Buying code with credit cards

18F is experimenting with a fast-paced reverse-auction acquisition model that could, potentially, enable agile projects to get code delivered and paid for in a week.

Shutterstock vectors (by Vector Department & Vjom): paying with a credit card, binary blue background.

(Vector Department & Vjom / Shutterstock)

Who needs a full acquisition process to buy chunks of code?

The General Services Administration's 18F is planning an acquisition experiment in which small chunks of code could be paid for with "micro-purchase" authority -- $3,500 or less on a government credit card, the outfit announced in a blog post.

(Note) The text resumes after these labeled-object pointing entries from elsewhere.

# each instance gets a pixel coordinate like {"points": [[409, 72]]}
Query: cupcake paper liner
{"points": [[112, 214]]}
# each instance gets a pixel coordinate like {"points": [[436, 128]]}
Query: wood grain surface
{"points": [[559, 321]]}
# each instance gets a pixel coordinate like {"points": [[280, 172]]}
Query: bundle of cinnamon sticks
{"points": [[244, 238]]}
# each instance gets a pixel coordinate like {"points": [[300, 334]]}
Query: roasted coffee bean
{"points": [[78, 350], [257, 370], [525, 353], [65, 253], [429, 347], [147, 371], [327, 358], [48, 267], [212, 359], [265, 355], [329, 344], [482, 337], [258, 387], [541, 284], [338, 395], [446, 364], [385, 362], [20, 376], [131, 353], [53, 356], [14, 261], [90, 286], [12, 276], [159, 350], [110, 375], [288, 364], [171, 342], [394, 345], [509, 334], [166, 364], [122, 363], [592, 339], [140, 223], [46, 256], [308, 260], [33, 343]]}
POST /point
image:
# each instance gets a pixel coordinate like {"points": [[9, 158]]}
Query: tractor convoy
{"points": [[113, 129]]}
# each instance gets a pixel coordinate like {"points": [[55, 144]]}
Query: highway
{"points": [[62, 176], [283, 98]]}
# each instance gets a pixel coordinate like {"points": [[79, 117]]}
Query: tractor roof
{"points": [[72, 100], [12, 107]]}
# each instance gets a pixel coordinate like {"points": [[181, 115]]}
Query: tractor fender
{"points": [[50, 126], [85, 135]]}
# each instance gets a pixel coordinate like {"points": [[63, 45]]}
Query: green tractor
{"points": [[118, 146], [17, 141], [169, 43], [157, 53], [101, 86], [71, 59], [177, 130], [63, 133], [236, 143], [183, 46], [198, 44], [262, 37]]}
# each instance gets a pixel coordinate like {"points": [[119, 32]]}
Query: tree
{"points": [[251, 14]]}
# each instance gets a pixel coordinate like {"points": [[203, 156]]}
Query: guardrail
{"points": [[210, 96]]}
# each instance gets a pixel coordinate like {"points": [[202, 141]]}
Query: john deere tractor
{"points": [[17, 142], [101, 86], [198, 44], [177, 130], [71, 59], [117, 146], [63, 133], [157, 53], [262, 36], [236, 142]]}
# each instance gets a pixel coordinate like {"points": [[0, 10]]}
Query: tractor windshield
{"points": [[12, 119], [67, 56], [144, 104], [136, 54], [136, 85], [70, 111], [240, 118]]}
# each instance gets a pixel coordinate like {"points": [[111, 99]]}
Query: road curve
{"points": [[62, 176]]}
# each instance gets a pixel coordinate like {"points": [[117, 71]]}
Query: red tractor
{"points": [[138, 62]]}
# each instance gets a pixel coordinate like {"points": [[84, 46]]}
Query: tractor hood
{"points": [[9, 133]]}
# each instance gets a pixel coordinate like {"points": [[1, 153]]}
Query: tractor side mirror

Here's the plan: On Monday, Oct. 26, 18F will post a "micro-purchase" tag on a GitHub issue in the CALC repository, with a "starting bid" of $3,499 and acceptance criteria, not requirements, laid out. The work will go to the lowest bidder, who will have 10 working days to deliver. If the lowest bidder doesn't come through, the next lowest bidder will get a 10-working-day crack at it, explained 18F "Bureaucracy Hacker" Dave Zvenyach.

The initial run will be limited to companies registered with the federal System of Award Management.

Micro-purchasing might have more of a reputation as an abused tool than as an agile innovation launch pad, and 18F (which is also developing the Communicart tracking tool to help feds manage credit card micro-purchases) acknowledges the risks in the new undertaking.

"It's true; this might be a terrible idea," Zvenyach wrote. "But at 18F, we're committed to experimentation, and we want to see what happens."

The "digital incubator" is willing to give it a shot.

"Our hypothesis is that vendors can ship great code under the micro-purchase threshold, and we see opportunity to use procurement authority in new and productive ways," Zvenyach wrote. "If it works, that would be fantastic. If it doesn't, it'll be an inexpensive experiment and we will have learned some new things."